The 2007 world champion crossed the finish line fourth at the 2012 Olympics, 0.01 seconds behind bronze medalist Gatlin, but that result was voided (along with the USA’s silver medal in the 4x100-meter relay) when he accepted a doping suspension in 2013.
Seed time: 9.97
Personal best: 9.69 (2nd all-time, 2009)
Age: 33 (Aug. 9, 1982)
Rodgers finished up a nine-month doping suspension just in time for the 2012 trials, but he barely missed out on the top three. Then he missed a chance to run the relay in London with a stress fracture in his left foot.
He rebounded to make the next two World Championship finals, finishing fifth last year in Beijing. He’s Mr. Consistency, usually around the 9.90 range when it matters most.
Seed time: 9.86
Personal best: 9.85 (2011)
Age: 31 (April 24, 1985)
Dix gutted out the 2012 Olympic trials final with a leg injury. He collects medals in pairs: two silvers from the 2011 World Championship 100 and 200; bronze in the same events in the 2008 Olympics.

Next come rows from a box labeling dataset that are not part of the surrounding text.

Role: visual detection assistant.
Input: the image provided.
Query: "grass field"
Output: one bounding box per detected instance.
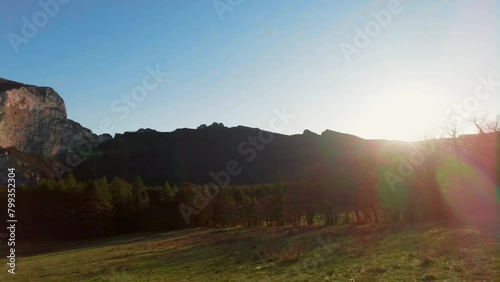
[0,224,500,282]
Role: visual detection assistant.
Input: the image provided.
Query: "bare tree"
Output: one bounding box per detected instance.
[470,114,500,134]
[470,114,486,134]
[486,115,500,132]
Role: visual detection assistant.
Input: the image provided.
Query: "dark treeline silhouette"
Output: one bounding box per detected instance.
[0,130,500,240]
[0,153,468,240]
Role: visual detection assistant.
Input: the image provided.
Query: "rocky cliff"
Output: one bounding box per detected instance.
[0,79,107,157]
[0,78,109,183]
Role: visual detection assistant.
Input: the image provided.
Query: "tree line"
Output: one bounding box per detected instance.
[0,149,466,240]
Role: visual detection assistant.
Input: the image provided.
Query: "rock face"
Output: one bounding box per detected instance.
[0,79,102,158]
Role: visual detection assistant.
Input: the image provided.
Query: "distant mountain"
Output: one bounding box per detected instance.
[0,79,500,185]
[75,123,400,184]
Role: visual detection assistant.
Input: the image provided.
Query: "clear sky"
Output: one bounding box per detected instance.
[0,0,500,140]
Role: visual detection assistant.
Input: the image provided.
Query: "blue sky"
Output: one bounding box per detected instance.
[0,0,500,140]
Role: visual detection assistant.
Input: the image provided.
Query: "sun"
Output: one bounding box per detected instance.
[362,87,447,141]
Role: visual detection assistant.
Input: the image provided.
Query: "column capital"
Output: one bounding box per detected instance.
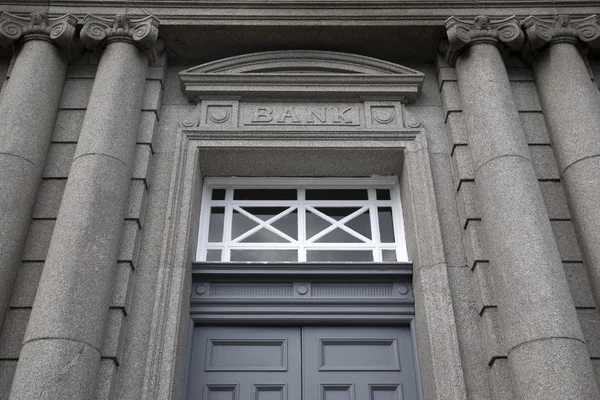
[0,12,77,48]
[523,14,600,52]
[80,14,158,62]
[445,15,524,66]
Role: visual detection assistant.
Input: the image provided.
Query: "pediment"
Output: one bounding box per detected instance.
[179,50,424,103]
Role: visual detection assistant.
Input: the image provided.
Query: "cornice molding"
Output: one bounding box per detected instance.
[0,12,77,49]
[523,14,600,53]
[445,15,524,66]
[179,50,425,102]
[80,14,159,63]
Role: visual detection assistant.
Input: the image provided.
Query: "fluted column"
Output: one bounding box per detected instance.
[523,15,600,314]
[446,16,600,400]
[10,16,158,400]
[0,13,77,332]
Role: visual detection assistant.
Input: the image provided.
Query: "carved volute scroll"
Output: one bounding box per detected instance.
[445,15,524,66]
[80,15,158,63]
[523,14,600,52]
[0,12,77,48]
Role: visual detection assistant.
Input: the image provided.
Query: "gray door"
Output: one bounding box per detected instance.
[189,326,417,400]
[302,326,417,400]
[188,326,302,400]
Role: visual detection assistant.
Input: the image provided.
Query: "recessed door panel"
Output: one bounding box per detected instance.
[189,326,302,400]
[302,326,417,400]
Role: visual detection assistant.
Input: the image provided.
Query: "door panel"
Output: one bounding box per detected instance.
[189,326,301,400]
[302,326,417,400]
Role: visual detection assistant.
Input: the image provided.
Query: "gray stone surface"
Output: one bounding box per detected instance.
[94,358,117,400]
[533,43,600,312]
[490,358,515,400]
[33,179,67,219]
[0,308,31,359]
[52,110,85,143]
[452,146,475,190]
[10,338,100,400]
[540,181,571,220]
[60,79,94,110]
[508,338,600,400]
[0,40,67,340]
[0,360,17,400]
[552,221,582,262]
[456,38,598,400]
[11,41,148,399]
[519,112,550,144]
[21,219,54,262]
[43,143,76,179]
[446,112,468,150]
[10,262,44,308]
[529,145,560,180]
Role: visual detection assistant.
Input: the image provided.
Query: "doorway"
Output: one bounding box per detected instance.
[189,326,417,400]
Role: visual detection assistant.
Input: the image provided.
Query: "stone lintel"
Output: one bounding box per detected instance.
[0,12,77,48]
[445,15,524,66]
[80,14,159,63]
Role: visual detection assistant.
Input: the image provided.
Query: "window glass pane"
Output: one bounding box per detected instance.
[306,250,373,262]
[242,207,289,221]
[231,210,258,239]
[306,189,369,200]
[271,209,298,240]
[377,189,392,200]
[210,189,225,200]
[233,189,298,200]
[315,228,364,243]
[231,249,298,262]
[208,207,225,242]
[377,207,395,243]
[240,228,290,243]
[346,210,371,239]
[381,250,398,261]
[206,250,221,261]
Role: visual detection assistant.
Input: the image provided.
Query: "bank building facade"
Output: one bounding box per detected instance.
[0,0,600,400]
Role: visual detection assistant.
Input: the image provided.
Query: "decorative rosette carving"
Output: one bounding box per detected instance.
[523,14,600,52]
[0,12,77,48]
[445,15,524,66]
[80,15,158,62]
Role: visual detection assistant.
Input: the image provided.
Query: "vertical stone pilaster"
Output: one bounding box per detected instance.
[10,16,158,400]
[0,13,77,338]
[446,16,600,400]
[523,15,600,306]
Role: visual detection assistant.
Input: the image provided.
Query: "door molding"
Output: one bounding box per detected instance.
[190,262,415,325]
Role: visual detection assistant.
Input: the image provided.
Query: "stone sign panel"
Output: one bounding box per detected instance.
[189,100,418,131]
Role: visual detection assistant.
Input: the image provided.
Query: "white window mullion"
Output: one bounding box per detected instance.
[298,188,306,262]
[369,187,383,262]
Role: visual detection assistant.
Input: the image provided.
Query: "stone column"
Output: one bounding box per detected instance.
[0,13,77,332]
[10,16,158,400]
[523,15,600,307]
[446,16,600,400]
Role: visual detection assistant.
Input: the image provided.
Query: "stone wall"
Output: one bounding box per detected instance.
[0,53,166,399]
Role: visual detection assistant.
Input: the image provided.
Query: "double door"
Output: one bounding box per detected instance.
[188,326,417,400]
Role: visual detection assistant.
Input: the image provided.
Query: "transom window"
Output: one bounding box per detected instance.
[196,177,407,262]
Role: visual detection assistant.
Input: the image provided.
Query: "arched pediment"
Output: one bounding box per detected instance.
[179,50,424,102]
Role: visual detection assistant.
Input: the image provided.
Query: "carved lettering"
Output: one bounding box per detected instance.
[306,107,327,124]
[277,107,300,124]
[242,104,360,126]
[250,107,273,124]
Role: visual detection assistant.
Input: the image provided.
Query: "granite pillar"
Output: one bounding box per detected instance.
[0,13,77,332]
[446,16,600,400]
[10,16,158,400]
[523,15,600,306]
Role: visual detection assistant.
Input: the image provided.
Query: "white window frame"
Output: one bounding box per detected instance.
[196,176,409,262]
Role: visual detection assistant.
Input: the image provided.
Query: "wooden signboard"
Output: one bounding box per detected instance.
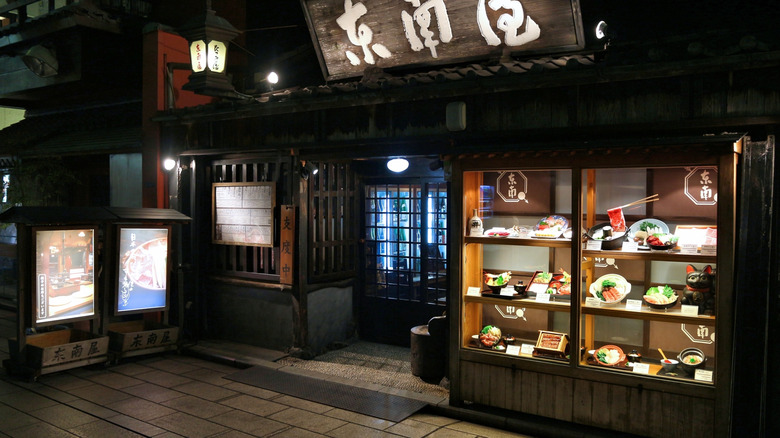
[279,205,295,285]
[301,0,584,80]
[212,182,276,247]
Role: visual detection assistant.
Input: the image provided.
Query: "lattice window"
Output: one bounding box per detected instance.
[209,160,287,281]
[308,163,360,283]
[365,183,448,305]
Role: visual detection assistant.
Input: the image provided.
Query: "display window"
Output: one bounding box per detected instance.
[460,165,720,385]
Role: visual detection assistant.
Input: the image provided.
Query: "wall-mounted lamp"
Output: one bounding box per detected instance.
[179,0,239,96]
[163,158,176,172]
[387,158,409,173]
[301,160,320,179]
[22,45,59,78]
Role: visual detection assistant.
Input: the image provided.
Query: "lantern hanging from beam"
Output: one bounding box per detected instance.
[179,2,239,96]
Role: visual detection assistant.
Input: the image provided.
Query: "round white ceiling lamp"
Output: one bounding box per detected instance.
[596,20,607,40]
[387,158,409,173]
[163,158,176,171]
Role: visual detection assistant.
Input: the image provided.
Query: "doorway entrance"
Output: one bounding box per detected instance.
[360,181,449,346]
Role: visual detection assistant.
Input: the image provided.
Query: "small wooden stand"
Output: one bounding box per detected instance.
[533,330,569,359]
[108,320,179,363]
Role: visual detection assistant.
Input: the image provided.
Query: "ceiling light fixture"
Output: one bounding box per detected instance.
[387,158,409,173]
[595,20,607,40]
[163,158,176,172]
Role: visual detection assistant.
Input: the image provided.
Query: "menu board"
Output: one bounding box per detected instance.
[212,182,275,247]
[116,227,169,313]
[34,228,95,325]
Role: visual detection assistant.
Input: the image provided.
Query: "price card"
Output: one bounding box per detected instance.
[693,370,712,382]
[701,245,718,255]
[506,345,520,356]
[585,240,601,251]
[585,297,601,307]
[466,287,480,297]
[623,241,639,252]
[626,300,642,312]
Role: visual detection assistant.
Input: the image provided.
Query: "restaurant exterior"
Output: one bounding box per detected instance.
[0,0,768,436]
[148,0,780,436]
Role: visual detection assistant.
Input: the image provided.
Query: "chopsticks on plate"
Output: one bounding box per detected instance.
[616,193,661,208]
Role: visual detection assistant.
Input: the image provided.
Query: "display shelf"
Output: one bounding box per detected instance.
[463,295,571,312]
[580,358,714,384]
[463,236,571,248]
[582,249,718,264]
[581,306,715,325]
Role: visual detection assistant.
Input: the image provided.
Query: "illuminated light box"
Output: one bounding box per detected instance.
[33,227,96,326]
[115,227,170,313]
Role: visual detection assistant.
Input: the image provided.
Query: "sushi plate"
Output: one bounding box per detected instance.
[628,218,669,249]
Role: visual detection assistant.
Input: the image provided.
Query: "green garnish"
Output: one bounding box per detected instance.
[639,221,655,231]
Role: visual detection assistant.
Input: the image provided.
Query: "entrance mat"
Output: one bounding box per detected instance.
[225,366,428,423]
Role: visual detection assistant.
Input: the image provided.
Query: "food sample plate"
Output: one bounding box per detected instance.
[628,218,669,249]
[590,274,631,304]
[534,215,569,234]
[49,295,73,306]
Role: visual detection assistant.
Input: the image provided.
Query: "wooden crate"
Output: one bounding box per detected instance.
[108,320,179,354]
[8,329,108,370]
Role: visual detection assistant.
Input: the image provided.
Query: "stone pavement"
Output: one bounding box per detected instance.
[0,308,527,438]
[0,354,522,438]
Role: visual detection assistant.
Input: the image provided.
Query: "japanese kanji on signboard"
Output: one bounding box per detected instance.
[302,0,584,80]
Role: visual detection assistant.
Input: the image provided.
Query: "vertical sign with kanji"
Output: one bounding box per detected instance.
[279,205,295,285]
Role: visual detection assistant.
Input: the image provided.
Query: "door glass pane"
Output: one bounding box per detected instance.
[365,183,447,305]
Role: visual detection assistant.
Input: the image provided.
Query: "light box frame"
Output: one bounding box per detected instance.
[30,225,100,327]
[112,224,172,315]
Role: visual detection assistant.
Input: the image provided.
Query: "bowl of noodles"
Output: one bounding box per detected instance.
[677,347,707,374]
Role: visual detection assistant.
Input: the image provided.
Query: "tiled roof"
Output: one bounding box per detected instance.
[159,26,780,120]
[0,103,141,156]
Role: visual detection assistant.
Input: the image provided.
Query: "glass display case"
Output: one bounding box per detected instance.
[461,166,718,384]
[450,138,741,436]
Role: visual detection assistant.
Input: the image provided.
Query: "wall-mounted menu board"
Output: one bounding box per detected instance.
[212,182,276,247]
[115,227,169,313]
[33,227,95,326]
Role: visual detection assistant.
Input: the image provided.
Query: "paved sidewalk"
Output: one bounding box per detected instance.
[0,350,536,438]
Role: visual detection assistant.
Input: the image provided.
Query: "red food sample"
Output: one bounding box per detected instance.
[607,207,626,233]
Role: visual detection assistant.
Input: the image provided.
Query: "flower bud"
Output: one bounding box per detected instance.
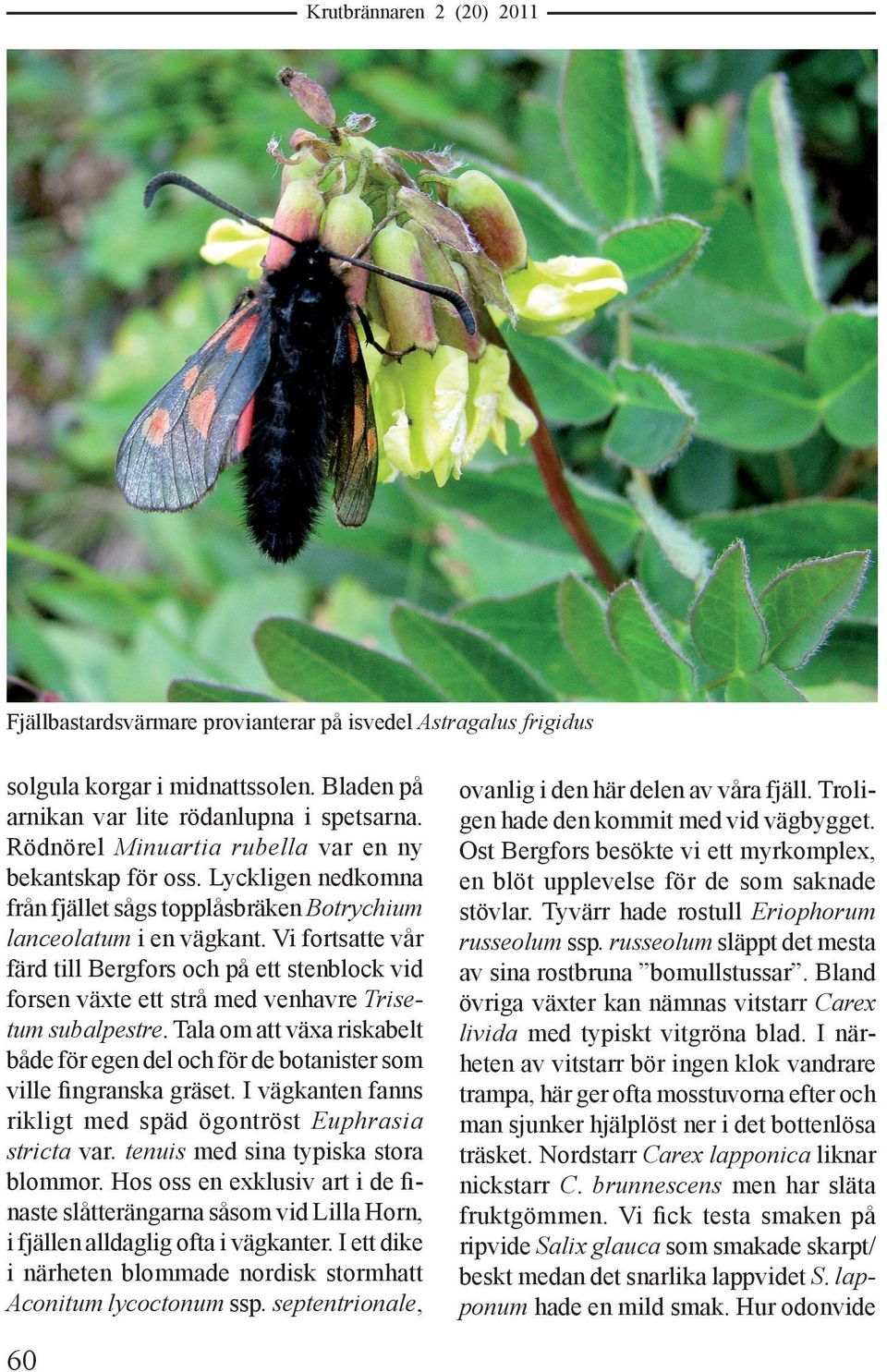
[320,192,372,305]
[265,181,324,272]
[372,224,437,353]
[407,220,485,358]
[446,172,528,274]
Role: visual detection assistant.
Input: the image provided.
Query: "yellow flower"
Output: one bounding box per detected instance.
[505,257,627,334]
[200,220,273,281]
[372,345,536,486]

He hasn’t broken the 10-second mark since 2013 but has been getting closer this year.
Seed time: 10.03
Personal best: 9.88 (2010)
Age: 30 (Jan. 31, 1986)
Bailey earned his spot on the 2012 team by outleaning Rodgers at the finish, and he moved up to fourth in the London final when Gay was disqualified. He matched his personal best of 9.88 seconds in that race and nearly matched it last year, but he has not run the 100 this year.
Seed time: 9.93
Personal best: 9.88 (2010/2012)
Age: 27 (April 13, 1989)
A national champion in track and football at Florida and briefly an NFL player, Demps has a score to settle. He, along with Gatlin, Patton, Bailey and Trell Kimmons—lost their silver medals from the 2012 relay as a consequence of Gay’s doping infraction.
Seed time: 10.06
Personal best: 10.01 (2008)
Age: 26 (Jan. 8, 1990)
Bromell posted his personal best of 9.84 seconds a couple of weeks before his 20th birthday last summer. In his freshman year at Baylor, he was the NCAA Division I championship and placed second in the World Juniors. He turned pro after his sophomore year in 2015 and tied for third behind Bolt and Gatlin in last year’s World Championships.
This year, he won the 60-meter World Indoor title. If not for the Achilles injury, he might be a lock for the team.
Seed time: 9.84
Personal best: 9.84 (2015)
Age: 20 (July 10, 1995)
Bracy is another two-sport athlete from the state of Florida, playing wide receiver at Florida State and now starting a high school coaching career, the Orlando Sentinel reported. He was second in the 2014 World Indoors and has gone sub-10 each of the last two years.
Seed time: 9.94
Personal best: 9.93 (2015)
Age: 22 (Dec. 15, 1993)
The other young runners who’ve broken the 10-second mark did it only once, last year, with a barely legal tailwind. Charles Silmon, the 2013 NCAA champion and World Championship team member, hasn’t been sub-10 since that breakout year.
Gatlin, Gay and Rodgers have the resumes. They’ve also broken the 10-second mark this year, as has Bracy. Before his injury, Bromell was close to the sub-10 form he showed last year.
Dix and Demps have been near the 10-second mark this year, and they have the experience. What sort of form will Bailey show?